Aus dem Protokoll der Gemeinderatssitzung vom 9.Mai 1933
Vor Eintritt in die Tagesordnung heisst der Ortsvorsteher den auf Grund des Gesetzes vom 12. April 1933 neugebildeten Gemeinderat in dem aus Anlass des erstmaligen Zusammentritts des neuen Gemeinderats festlich geschmückten Sitzungssaal herzlich willkommen.
…
Vom Fraktionsvorsitzenden der NSDAP wird der Antrag gestellt, zu Ehren des Herrn Reichspräsidenten die Obere Strasse in Hindenburgstrasse und zu Ehren des Herrn Reichskanzlers, die Lange Strasse in Hitler-Strasse umzubennen.
Der Ortsvorsteher erklärt, man möge erwägen, ob es wirklich eine Ehrung sei, wenn man einer Strasse in dem ausserordentlich schlechten Zustand, wie dies die Obere-Strasse ist, mit dem Namen eines grossen Führers beilege.
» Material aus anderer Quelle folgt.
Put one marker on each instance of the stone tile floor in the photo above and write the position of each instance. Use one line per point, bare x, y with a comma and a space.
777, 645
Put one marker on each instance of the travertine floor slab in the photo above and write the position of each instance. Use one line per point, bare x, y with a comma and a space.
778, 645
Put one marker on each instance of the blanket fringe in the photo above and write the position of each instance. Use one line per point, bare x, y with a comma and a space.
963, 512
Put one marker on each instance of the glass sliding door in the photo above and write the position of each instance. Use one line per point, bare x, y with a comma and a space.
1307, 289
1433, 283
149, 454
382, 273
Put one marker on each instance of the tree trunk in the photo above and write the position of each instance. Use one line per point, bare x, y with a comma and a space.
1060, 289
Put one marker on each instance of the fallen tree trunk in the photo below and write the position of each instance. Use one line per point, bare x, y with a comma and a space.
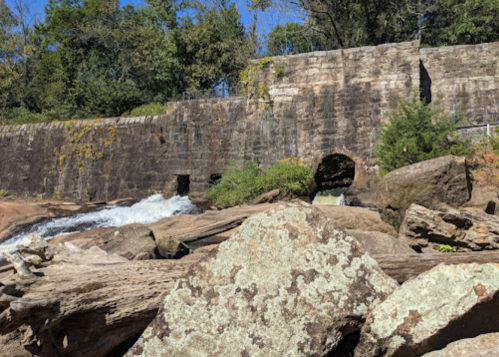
85, 303
407, 266
82, 303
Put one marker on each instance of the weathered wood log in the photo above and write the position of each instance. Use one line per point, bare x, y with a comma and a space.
83, 303
408, 266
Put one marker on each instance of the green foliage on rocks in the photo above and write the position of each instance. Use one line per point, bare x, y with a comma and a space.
147, 109
241, 185
417, 131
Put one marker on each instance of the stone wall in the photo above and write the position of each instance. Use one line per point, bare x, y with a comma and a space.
466, 78
323, 103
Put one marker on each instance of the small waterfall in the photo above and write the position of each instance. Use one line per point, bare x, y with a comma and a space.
330, 197
146, 211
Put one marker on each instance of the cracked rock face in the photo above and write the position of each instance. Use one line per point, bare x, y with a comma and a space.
289, 283
443, 305
481, 346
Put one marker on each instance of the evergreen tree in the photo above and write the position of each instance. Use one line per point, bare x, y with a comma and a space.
417, 131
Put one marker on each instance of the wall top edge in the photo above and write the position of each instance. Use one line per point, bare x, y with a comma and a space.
120, 121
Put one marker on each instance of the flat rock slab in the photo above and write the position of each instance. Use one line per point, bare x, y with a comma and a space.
289, 283
481, 346
445, 304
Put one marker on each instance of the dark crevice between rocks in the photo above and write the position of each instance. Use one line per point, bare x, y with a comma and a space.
424, 83
335, 171
214, 179
183, 183
346, 346
122, 348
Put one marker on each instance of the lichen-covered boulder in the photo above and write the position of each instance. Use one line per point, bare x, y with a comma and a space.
444, 180
480, 346
443, 305
288, 283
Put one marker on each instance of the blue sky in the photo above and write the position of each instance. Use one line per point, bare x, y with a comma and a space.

Bezüglich der Langen Strasse die in einem guten Zustand ist, könnte dem Antrag stattgegeben werden. Er bittet jedoch zu überlegen, ob es nicht ehrender wäre, die beiden freien Plätze bei der Kirche und am Ortseingang beim früheren Rössle nach den beiden grossen Führern Deutschlands zu benennen.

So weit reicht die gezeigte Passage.